Until the ferry took me back to the mainland, and I climbed back into the aeroplane, and I flew away, I kept waiting for a voice that would say, Hello, Dr Theremin. A voice that was barbed. It would lead me to a cell. I would lie in my cot, counting hours, until the day I died.
It is different, here on this ship. Here I allow myself to miss you, Clara. To remember every part. I cannot leave my room. Food is brought to me by a stranger. But this journey will not be long. Soon we will arrive at a port whose signs are in my mother tongue. The sailors will unlock my cabin and I will walk the gangplank into Russia, my homeland, where I can enact every dream, if I wish to, and I can openly serve a noble cause. All good things will come, somehow. It is the first law of thermodynamics. Nothing is destroyed.
BOTH OF THE KARLS had notebooks out.
“Centimetres or inches?” asked the one with a moustache.
“Inches,” I replied. My hands were palms down on the table.
“How high?”
“Six inches.”
They nodded. They were taking these figures down — the dimensions of the mufflers used in Douglas O-43 monoplanes, on contract to the United States Army Air Corps. I was providing Douglas with altimeter prototypes; in the course of this work, I acquired certain aeroplane plans.
The Karl with the beard scrutinized me. “Are you certain of these measurements?”
“Yes.”
“You are not even consulting notes.”
I nodded in agreement.
“How do you remember the measurements?”
“By remembering,” I said.
The Karls did not smile.
One of them took a sheaf of papers from his briefcase. His eyes flicked down its length. There was a long pause.
“Lev, do you wish to stay in the United States?”
I raised my eyes in surprise.
“Yes,” I said.
“There is a visa issue,” he said.
“Can it be resolved?”
Karl pursed his lips.
“I have much more work to do for our country,” I said.
The men exchanged a look. Finally one of them said: “Do you have a woman?”
“A woman?”
“Yes.”
“Yes,” I replied, defensively, reflexively. I clasped my hands in my lap.
“Then get married,” said the Karl with the beard. “It would make matters much easier.”
I REMEMBER WATCHING A MAN and a woman waving at each other from opposite street corners. He was in a workman’s uniform; she held a bag of shopping. They had different shades of faded brown hair. At first their waves were meant just to say, I see you. Then they repeated the waves, almost bashful, out of love. Their waves soon became a kind of joke — bigger and bigger, a caricature of waving. They were laughing, their faces so splendidly happy. Then the crowd swarmed the intersection. I did not see them meet. I wondered if it had been worth the waving.

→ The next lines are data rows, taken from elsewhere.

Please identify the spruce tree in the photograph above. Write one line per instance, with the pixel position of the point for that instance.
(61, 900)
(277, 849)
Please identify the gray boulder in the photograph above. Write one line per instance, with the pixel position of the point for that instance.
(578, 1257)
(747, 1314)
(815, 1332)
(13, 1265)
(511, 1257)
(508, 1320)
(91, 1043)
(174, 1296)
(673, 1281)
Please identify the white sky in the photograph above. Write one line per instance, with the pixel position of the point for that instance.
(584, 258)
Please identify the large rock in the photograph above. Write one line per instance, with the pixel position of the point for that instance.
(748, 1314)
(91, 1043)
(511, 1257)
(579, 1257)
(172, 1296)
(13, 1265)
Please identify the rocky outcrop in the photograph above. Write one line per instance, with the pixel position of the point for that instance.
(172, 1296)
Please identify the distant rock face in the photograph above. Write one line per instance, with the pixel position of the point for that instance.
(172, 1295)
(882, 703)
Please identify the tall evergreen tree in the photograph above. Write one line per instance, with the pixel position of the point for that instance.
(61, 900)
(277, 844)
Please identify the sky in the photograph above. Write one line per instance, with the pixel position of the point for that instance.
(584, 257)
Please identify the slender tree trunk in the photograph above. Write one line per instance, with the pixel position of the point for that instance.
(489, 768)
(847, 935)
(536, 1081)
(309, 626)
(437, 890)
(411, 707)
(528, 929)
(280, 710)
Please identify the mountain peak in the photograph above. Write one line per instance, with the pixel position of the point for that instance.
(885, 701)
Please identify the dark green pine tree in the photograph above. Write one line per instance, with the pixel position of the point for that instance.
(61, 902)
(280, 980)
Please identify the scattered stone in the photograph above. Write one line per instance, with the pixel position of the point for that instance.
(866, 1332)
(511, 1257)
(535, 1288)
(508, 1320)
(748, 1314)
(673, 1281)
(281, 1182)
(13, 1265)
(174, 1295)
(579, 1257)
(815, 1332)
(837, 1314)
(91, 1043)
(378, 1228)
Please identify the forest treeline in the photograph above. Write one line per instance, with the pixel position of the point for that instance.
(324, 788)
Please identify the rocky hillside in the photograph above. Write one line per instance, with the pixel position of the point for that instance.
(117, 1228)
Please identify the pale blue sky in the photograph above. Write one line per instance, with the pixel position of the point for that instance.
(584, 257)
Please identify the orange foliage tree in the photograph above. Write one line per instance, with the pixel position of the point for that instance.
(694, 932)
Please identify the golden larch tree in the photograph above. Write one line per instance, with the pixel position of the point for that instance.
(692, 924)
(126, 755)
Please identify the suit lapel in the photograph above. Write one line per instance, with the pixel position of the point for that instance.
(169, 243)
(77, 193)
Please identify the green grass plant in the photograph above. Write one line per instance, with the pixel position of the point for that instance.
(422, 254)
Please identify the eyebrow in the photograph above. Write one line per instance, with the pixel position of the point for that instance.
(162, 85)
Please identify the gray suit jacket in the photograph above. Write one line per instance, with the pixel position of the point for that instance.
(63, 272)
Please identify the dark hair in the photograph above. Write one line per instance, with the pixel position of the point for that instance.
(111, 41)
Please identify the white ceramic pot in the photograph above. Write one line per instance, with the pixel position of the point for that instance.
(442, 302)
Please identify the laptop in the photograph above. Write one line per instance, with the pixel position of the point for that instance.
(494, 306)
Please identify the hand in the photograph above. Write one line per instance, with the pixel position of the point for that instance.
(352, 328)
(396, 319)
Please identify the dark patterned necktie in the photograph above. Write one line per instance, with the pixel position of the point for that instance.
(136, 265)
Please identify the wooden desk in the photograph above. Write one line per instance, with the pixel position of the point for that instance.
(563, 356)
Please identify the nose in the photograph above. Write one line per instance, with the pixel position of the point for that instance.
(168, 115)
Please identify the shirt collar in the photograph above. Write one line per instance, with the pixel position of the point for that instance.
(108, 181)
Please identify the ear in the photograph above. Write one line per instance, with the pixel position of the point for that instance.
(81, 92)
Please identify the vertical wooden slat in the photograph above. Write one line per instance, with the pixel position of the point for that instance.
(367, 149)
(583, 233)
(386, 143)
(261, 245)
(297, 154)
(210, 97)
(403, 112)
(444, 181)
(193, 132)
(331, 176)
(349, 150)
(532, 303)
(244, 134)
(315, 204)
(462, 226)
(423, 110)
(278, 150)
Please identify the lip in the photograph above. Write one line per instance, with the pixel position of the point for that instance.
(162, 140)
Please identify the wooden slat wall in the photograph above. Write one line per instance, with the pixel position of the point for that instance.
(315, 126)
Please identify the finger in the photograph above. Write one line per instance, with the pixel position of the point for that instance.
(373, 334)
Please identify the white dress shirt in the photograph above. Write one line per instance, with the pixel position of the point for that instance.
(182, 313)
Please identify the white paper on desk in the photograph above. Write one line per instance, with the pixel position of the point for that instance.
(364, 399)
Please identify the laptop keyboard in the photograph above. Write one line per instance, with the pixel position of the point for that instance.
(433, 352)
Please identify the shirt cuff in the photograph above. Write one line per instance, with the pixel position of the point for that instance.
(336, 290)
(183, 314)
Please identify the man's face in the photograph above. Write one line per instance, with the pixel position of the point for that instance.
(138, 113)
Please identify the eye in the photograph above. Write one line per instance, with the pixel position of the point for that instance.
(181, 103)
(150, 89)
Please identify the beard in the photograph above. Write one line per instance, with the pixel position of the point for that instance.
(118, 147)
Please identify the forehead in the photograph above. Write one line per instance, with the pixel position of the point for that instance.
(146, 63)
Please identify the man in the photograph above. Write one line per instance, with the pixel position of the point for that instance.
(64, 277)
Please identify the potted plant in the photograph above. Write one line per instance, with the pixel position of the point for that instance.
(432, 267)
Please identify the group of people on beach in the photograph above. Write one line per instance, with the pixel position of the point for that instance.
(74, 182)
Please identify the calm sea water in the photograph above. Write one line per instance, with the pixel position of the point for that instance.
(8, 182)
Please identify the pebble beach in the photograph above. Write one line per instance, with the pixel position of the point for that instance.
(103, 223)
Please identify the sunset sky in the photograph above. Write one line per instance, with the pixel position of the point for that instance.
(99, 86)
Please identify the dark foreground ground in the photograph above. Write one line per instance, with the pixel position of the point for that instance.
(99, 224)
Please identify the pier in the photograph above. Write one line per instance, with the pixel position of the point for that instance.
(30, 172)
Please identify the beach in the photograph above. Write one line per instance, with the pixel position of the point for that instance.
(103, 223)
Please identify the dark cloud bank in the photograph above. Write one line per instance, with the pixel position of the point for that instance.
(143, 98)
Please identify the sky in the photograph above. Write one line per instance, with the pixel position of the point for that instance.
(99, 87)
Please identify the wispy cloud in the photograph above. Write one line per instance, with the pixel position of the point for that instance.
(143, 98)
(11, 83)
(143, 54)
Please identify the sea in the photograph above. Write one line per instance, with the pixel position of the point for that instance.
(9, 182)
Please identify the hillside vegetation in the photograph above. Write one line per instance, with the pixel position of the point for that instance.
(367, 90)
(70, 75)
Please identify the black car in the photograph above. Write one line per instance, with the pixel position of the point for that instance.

I felt at that time like an empty cabinet. I was made of good, strong wood. Every morning someone would open my wide doors and slip a new sheaf of papers into a designated place, and the shelves were stacked with so many papers, miles of contracts, yet still I knew this cabinet was empty. Perhaps there was a locked drawer at its heart. Perhaps there was a drawer, perhaps it held something of value, perhaps there was, somewhere, a key. I did not know.
Pash went on with our business. He managed the books. I made things for him to trade away.
In 1937, I heard you on the radio, playing Ravel’s “Kaddisch” on the theremin. Your performance was matter-of-fact, dumbfounding. It was finer than any violin performance I had ever heard. The theremin had a purity of tone that made the piece feel like an inherent thing, noumenal and unmediated, a treasure that had always been.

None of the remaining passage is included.